The results of the study indicate that where participants were asked to respond to the word and their attentional beam was broad, it did not matter at which point on the display the visual probe occurred, response times were equally fast. However, when participants focused on the middle letter, the position of the probe was critical. Response times were significantly slower where the probe had not been presented in the centre of the five-letter display.
LaBerge demonstrated the probe would be responded to more quickly when if fell within the attentional spotlight than when it did not. He also demonstrated the attentional spotlight can have a narrow beam (letter task) or a broad beam (word task).
According to spotlight theory of visual attention there should be minimal processing of visual stimuli falling outside the spotlight.
Studies have confirmed this predicted. For example, Johnston and Dark (1986) investigated the time taken by participant to identify words which were first out of focus, but gradually became clearer. They discovered that presenting the same word or word of similar meaning to an unattended part of the visual field, immediately prior to the test word, usually had no positive effect in identifying the test word. This suggests, in line with the spotlight theory, no semantic processing of the unattended words.
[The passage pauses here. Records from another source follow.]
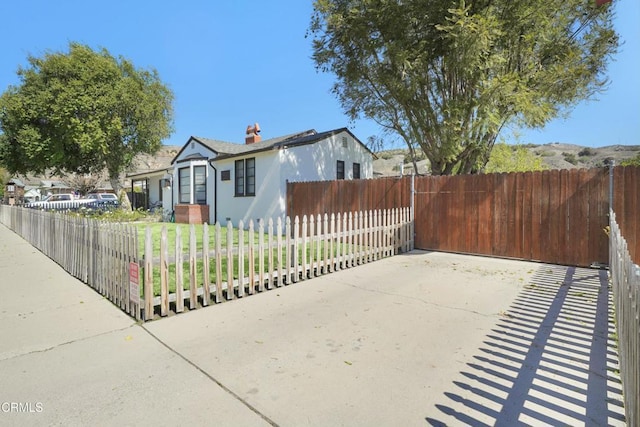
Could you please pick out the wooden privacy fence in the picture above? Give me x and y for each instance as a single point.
(235, 262)
(98, 253)
(625, 279)
(555, 216)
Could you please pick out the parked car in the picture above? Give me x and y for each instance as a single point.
(103, 197)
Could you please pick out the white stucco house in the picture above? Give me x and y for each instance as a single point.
(214, 181)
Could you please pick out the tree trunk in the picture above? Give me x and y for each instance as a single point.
(125, 203)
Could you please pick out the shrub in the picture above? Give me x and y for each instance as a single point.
(586, 152)
(570, 157)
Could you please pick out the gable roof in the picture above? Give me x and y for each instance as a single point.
(225, 150)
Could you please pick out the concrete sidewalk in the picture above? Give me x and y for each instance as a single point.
(417, 339)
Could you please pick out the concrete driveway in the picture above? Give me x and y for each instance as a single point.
(417, 339)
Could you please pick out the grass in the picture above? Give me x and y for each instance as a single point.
(311, 253)
(156, 230)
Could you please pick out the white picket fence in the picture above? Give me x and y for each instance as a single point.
(231, 262)
(98, 253)
(275, 254)
(625, 279)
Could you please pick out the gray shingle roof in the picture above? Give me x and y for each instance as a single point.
(225, 150)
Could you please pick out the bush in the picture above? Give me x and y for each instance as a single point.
(587, 152)
(571, 158)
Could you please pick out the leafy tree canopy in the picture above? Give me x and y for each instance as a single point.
(447, 76)
(84, 111)
(513, 158)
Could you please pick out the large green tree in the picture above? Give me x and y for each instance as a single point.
(82, 111)
(447, 76)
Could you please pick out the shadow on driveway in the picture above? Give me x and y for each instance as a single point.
(550, 360)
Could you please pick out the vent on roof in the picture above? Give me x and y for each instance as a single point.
(253, 134)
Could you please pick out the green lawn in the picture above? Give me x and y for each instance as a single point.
(156, 230)
(185, 230)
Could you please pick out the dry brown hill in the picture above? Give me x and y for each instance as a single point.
(554, 155)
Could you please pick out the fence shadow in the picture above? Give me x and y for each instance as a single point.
(550, 360)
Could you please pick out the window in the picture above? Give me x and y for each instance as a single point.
(246, 177)
(200, 184)
(356, 171)
(184, 185)
(340, 169)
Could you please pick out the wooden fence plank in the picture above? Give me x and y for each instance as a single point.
(164, 273)
(179, 254)
(193, 270)
(206, 279)
(218, 232)
(230, 291)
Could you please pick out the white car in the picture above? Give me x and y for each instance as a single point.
(106, 197)
(57, 201)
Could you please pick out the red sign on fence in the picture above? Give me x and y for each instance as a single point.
(134, 282)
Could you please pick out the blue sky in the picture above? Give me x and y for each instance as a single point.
(234, 63)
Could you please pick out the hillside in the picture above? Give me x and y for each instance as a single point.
(554, 155)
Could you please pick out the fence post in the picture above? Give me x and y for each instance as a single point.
(612, 164)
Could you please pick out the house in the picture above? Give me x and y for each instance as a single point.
(13, 192)
(214, 181)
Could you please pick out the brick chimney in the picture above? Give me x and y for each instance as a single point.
(253, 134)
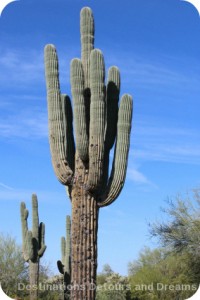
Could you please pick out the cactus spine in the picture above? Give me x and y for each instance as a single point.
(64, 266)
(100, 124)
(33, 244)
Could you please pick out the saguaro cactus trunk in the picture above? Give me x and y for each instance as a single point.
(64, 265)
(33, 244)
(99, 125)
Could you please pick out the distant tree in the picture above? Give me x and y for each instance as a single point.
(107, 270)
(13, 269)
(159, 275)
(180, 233)
(111, 285)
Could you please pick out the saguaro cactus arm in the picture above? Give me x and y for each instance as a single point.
(64, 264)
(57, 119)
(33, 241)
(118, 173)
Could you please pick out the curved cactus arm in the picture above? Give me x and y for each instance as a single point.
(112, 99)
(63, 248)
(60, 267)
(68, 130)
(87, 41)
(118, 173)
(97, 119)
(42, 246)
(77, 88)
(24, 223)
(29, 245)
(87, 45)
(55, 116)
(68, 245)
(35, 217)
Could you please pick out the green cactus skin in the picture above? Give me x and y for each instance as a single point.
(64, 265)
(101, 122)
(33, 244)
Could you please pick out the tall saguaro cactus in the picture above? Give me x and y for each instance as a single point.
(99, 125)
(64, 265)
(33, 244)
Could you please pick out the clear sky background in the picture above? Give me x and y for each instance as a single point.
(156, 45)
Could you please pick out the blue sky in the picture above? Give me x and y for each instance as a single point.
(156, 45)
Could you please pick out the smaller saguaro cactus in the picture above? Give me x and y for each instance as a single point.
(33, 244)
(64, 266)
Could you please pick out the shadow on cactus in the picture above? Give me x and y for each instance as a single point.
(100, 123)
(33, 244)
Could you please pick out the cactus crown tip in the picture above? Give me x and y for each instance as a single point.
(86, 9)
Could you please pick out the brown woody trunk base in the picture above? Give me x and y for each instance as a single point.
(84, 243)
(33, 279)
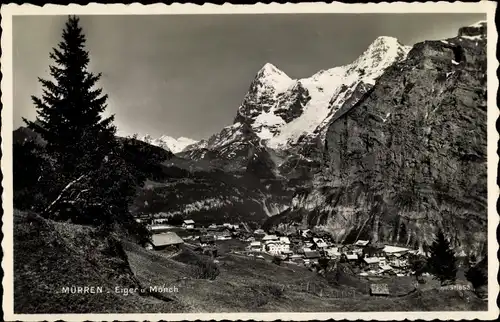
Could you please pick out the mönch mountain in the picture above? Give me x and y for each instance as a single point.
(389, 148)
(409, 156)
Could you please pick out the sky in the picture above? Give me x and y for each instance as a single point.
(186, 75)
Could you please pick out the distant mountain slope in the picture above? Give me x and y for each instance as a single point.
(410, 156)
(280, 111)
(282, 121)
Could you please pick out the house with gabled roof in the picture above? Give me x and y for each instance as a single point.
(188, 224)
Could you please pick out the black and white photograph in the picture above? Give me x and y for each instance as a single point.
(249, 163)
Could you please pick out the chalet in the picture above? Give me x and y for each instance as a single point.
(352, 257)
(188, 224)
(395, 251)
(374, 250)
(285, 240)
(371, 262)
(311, 255)
(379, 289)
(165, 240)
(319, 243)
(306, 233)
(332, 252)
(385, 267)
(255, 246)
(269, 237)
(399, 263)
(207, 240)
(223, 234)
(277, 246)
(361, 243)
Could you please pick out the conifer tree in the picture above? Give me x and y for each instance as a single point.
(442, 259)
(70, 108)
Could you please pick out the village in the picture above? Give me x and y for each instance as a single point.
(304, 247)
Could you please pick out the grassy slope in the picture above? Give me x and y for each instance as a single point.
(49, 256)
(247, 284)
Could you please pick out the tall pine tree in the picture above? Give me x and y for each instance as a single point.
(70, 109)
(442, 260)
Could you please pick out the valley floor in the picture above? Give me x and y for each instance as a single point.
(49, 256)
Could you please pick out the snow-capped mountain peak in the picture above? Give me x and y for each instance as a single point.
(169, 143)
(282, 111)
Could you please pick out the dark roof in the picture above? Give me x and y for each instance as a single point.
(311, 254)
(379, 289)
(207, 238)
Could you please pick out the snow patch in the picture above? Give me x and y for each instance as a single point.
(169, 143)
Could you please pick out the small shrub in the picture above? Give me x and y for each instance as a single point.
(478, 275)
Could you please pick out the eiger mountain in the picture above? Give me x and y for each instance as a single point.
(410, 155)
(284, 114)
(169, 143)
(389, 148)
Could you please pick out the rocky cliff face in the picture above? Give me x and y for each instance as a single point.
(281, 122)
(409, 156)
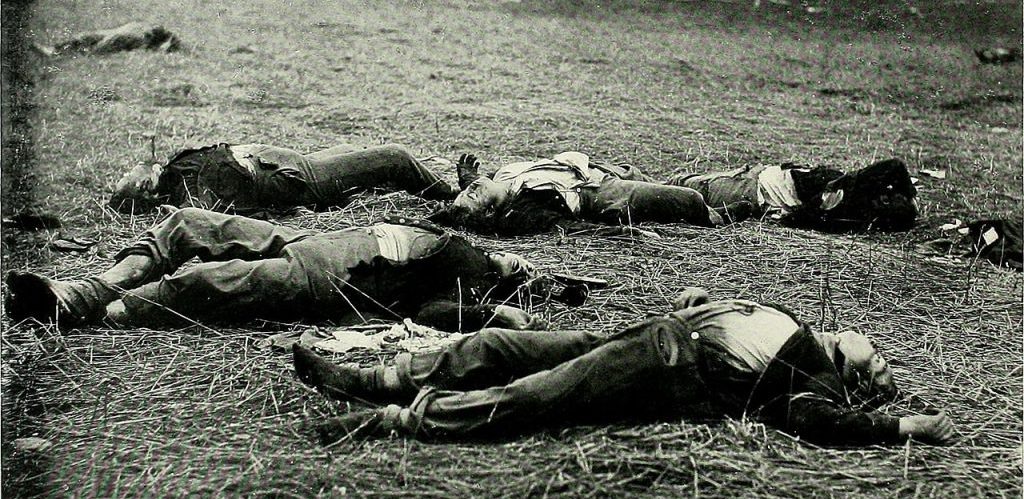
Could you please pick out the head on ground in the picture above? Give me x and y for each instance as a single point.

However, other studies have shown the spotlight theory of attention to be over simplified. Juola et al. (1991) conducted a study involving a target letter being presented in one of three concentric circles#: the inner, the middle and the outer ring.
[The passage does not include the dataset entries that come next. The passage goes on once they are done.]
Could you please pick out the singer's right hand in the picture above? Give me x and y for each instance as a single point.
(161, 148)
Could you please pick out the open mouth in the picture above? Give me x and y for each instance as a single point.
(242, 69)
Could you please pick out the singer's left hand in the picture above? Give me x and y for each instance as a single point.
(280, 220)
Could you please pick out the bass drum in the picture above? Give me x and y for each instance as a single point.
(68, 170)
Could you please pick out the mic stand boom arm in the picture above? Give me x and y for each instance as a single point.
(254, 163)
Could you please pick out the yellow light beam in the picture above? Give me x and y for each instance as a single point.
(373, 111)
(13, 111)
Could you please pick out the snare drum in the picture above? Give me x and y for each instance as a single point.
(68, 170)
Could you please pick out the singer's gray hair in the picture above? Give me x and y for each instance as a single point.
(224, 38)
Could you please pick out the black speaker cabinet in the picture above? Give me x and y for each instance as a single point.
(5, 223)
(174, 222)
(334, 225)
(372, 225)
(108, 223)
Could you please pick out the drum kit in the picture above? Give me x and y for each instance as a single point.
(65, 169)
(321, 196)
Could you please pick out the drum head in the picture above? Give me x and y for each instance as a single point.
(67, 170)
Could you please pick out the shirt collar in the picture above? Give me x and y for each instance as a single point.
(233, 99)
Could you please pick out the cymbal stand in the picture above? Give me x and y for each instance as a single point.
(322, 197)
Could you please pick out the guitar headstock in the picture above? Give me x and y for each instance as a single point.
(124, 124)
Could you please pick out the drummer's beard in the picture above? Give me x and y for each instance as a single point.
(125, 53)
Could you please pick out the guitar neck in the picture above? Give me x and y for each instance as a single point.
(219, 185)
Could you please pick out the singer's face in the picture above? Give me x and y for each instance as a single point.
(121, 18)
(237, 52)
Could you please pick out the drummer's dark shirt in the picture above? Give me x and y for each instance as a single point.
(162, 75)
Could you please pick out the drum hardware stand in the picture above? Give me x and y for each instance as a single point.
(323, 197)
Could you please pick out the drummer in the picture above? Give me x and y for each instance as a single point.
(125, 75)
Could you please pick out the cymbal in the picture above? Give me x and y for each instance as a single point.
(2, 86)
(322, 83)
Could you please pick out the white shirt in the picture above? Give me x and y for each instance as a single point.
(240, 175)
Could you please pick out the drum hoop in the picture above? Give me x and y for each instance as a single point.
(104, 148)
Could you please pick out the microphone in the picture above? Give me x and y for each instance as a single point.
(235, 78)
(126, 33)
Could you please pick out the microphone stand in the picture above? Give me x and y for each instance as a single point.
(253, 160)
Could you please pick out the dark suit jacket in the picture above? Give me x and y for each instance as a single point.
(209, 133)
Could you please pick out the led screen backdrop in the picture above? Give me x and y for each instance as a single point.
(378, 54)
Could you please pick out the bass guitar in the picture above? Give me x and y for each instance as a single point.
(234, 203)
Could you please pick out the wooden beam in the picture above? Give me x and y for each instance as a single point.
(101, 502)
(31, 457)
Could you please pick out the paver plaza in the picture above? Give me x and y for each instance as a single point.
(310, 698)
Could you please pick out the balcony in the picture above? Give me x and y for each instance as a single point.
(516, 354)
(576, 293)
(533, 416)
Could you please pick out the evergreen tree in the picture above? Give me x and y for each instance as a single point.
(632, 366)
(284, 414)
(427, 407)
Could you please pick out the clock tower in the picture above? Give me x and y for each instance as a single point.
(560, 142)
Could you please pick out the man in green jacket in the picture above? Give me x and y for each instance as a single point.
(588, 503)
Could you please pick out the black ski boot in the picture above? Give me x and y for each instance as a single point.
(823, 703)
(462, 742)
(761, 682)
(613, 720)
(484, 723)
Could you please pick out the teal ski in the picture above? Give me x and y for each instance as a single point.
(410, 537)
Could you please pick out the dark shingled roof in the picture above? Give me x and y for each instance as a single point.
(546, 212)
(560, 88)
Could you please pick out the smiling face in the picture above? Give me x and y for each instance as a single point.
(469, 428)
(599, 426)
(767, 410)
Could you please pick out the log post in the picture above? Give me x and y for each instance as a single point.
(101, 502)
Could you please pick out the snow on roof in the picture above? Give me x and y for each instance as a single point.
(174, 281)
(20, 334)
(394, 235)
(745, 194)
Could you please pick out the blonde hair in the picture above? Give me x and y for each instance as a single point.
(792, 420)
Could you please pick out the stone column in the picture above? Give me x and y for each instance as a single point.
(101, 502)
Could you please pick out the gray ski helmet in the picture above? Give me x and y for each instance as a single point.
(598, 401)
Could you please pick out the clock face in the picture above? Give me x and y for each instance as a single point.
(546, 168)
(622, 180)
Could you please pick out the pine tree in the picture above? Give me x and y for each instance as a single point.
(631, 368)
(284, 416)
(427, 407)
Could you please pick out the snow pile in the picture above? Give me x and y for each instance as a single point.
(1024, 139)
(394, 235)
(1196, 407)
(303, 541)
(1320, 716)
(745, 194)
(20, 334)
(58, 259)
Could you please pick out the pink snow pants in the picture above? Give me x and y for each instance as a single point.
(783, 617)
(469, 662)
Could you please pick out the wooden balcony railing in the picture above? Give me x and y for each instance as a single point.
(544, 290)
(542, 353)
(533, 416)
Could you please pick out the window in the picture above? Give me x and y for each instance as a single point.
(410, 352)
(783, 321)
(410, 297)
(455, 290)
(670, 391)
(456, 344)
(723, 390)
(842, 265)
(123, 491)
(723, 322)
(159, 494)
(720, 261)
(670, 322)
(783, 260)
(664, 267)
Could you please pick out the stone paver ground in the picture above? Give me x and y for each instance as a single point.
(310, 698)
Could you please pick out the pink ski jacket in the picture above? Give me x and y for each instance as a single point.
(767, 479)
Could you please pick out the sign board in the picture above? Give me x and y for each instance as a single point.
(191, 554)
Participants fixated on the circles and were given a clue which gave them information about which ring the latter letter would appear in. If the zoom spotlight theory is correct. Speed and accuracy would be greatest for targets presented in the inner circle rather than the outer rings. Performance was best when the target was presented in the ring that had been cued. This does not support the spotlight theory which suggests a strong centre spotlight.
In a standard visual search experiment, the participant is looking for one target item in a display containing some number of distracting items. One of the attractions of this paradigm is that it brings a very common real-world visual behavior into the lab.
In our day-to-day life, we frequently look for the keys, the socks, the can opener, or any of a host of visual targets in the cluttered visual display that is our world. For example, a face in the crowd, and name in the phone book.
The efficiency of a visual search can be assessed by looking at changes in performance; generally reaction time (RT) or accuracy, as a function of changes in the "set size"; the number of items in the display. These changes, in turn, can be used to make inferences (i.e. conclusions) about vision without attention.
This simple paradigm allows researchers to examine how visual stimuli are differentiated, what stimulus properties attract attention, how attention is deployed from one object to the next, & how one keeps track of what was attended.
Not surprisingly, the visual search paradigm has been used extensively. Laboratory versions typically use highly artificial stimuli (coloured line segments, letters, etc).
In a typical lab study, participants would perform many searches for such targets amongst a variable number of distracters. The total number of items in the display is known as the set size. The target is presented on some percentage of the trials, typically 50%. Participants press one button if the target is present and another button if only distracters appear.
Searching for targets in a visual array is an important everyday task. Experiments have found that visual search involves two processes, the first being fast and efficient and the second being slower and less efficient.
However, studies of visual search have only been conducted in a laboratory environment, using relatively simple stimuli and we must therefore be cautious in drawing conclusions from such research for visual search in our everyday lives.